SentinelOne researchers have disclosed a critical flaw in CyberVolk's new VolkLocker ransomware-as-a-service: a hardcoded master key stored in plaintext, enabling victims to decrypt files without ransom payment. Following the group's August 2025 relaunch after Telegram bans, this weakness underscores quality issues in their RaaS ecosystem.
As detailed in prior coverage of VolkLocker's launch, the pro-Russia hacktivist group CyberVolk—known for DDoS and ransomware attacks since 2024—reemerged with this Golang-based RaaS targeting Linux/VMware ESXi and Windows via Telegram builder bots.
The ransomware uses AES-256 in Galois/Counter Mode with a 32-byte master key from a 64-character hex string, applying it uniformly across files (renamed .locked or .cvolk) alongside a random 12-byte nonce IV. Critically, it saves this key in a plaintext file, system_backup.key, in the %TEMP% folder, which persists and allows recovery.
"A test artifact inadvertently shipped in production builds," SentinelOne researchers noted, advising victims to extract the key for decryption.

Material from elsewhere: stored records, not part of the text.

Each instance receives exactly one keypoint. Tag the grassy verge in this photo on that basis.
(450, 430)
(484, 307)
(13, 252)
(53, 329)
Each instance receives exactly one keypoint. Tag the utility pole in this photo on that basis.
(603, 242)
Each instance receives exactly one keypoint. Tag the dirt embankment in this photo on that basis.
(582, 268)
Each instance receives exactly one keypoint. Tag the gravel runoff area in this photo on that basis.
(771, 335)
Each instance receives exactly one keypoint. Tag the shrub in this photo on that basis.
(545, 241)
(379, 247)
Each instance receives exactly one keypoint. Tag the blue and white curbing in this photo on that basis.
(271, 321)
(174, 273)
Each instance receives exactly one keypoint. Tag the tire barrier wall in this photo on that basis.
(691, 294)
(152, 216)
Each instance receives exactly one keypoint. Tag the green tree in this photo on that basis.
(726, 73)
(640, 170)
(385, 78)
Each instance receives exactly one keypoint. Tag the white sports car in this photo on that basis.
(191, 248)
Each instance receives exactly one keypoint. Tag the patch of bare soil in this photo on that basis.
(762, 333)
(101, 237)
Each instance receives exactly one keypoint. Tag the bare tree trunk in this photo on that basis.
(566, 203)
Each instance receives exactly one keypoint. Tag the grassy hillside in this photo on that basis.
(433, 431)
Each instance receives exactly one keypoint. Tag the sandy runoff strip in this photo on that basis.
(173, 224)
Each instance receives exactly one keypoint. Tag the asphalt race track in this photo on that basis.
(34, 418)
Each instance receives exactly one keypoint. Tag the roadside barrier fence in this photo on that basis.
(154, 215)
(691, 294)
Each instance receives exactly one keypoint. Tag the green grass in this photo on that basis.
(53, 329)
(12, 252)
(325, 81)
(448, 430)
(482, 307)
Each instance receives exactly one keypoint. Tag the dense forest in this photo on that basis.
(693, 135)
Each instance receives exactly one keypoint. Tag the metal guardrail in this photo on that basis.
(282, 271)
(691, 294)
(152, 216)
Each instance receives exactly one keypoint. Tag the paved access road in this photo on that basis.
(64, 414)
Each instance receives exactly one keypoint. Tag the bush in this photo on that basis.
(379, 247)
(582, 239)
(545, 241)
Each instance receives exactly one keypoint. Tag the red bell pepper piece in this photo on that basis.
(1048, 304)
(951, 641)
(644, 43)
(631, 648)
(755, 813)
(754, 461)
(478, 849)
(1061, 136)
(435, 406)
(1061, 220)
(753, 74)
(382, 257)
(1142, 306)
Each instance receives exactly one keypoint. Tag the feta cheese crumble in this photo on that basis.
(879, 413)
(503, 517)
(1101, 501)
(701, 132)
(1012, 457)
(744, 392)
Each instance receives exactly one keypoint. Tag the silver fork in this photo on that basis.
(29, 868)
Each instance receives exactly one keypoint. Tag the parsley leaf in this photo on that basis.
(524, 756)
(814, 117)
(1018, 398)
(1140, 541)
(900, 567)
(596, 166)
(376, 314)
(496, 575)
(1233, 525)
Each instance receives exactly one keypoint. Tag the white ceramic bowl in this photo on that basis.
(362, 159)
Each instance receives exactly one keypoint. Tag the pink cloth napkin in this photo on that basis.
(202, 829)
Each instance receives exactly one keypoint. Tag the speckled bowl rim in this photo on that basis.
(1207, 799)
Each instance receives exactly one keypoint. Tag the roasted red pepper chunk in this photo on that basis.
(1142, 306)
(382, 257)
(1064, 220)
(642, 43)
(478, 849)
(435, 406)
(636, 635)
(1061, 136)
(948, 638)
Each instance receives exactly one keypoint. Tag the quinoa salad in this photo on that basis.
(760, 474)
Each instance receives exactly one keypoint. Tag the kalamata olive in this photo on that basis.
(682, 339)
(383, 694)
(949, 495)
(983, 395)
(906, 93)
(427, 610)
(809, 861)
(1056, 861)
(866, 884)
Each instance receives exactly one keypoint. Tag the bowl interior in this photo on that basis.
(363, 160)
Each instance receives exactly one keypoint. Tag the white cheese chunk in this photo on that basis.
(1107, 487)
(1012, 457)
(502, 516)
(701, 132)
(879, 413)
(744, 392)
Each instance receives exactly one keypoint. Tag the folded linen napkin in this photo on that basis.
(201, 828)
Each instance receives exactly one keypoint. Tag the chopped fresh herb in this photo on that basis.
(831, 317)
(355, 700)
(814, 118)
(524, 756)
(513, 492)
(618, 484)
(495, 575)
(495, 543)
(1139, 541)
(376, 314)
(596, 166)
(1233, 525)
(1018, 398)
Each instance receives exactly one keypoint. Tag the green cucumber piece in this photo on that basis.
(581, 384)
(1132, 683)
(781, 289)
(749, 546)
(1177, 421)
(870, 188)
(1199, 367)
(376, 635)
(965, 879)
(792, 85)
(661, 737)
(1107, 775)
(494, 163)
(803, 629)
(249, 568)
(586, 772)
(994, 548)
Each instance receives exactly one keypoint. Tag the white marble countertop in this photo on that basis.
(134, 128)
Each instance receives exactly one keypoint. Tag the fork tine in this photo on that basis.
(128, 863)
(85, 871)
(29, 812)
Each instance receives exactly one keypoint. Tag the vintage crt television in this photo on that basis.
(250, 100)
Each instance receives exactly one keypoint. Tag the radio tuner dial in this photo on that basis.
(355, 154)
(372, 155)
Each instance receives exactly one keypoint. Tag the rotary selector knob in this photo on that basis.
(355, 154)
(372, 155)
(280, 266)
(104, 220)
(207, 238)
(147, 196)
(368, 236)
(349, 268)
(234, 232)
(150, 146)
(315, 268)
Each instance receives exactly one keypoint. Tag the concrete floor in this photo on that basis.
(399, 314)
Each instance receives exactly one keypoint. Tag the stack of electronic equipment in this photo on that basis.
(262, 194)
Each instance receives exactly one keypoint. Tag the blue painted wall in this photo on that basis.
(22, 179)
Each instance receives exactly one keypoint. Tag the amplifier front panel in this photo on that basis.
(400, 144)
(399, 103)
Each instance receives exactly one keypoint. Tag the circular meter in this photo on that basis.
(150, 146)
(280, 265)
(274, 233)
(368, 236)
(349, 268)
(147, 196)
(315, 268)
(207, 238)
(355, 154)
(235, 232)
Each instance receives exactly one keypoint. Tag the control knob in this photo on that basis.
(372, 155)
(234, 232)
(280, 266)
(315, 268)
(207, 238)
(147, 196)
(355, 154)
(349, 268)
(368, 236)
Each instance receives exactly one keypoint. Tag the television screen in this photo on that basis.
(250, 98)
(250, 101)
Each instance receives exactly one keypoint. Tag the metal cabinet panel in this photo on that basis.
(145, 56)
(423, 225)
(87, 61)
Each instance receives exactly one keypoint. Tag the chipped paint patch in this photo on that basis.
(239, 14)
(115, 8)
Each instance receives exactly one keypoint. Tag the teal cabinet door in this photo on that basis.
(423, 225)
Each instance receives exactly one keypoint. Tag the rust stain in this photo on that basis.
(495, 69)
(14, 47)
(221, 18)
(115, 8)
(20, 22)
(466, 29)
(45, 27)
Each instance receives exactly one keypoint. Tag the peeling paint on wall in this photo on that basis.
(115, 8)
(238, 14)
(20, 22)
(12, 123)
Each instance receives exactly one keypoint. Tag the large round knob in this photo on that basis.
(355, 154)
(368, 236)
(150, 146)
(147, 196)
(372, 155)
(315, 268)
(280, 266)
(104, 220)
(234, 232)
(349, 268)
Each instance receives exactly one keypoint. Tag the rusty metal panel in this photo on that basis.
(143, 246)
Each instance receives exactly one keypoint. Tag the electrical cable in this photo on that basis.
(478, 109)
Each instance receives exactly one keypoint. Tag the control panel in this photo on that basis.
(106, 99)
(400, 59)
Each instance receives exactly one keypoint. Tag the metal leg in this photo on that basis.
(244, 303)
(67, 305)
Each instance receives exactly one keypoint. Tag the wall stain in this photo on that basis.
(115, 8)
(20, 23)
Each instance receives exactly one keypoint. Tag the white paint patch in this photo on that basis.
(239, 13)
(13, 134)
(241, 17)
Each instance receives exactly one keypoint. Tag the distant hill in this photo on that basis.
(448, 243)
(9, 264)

RaaS access costs $800-$1,100 per OS architecture or $1,600-$2,200 for both, with a Telegram bot for customization. In November 2025, CyberVolk also offered a remote access trojan and keylogger for $500 each.
SentinelOne addressed concerns over early disclosure: "This isn’t a core encryption flaw but a testing artifact from incompetent operators, representative of the ecosystem CyberVolk aims to foster. It’s not reliable beyond specific cases."
While aiding current victims, this may spur fixes, enhancing future VolkLocker versions.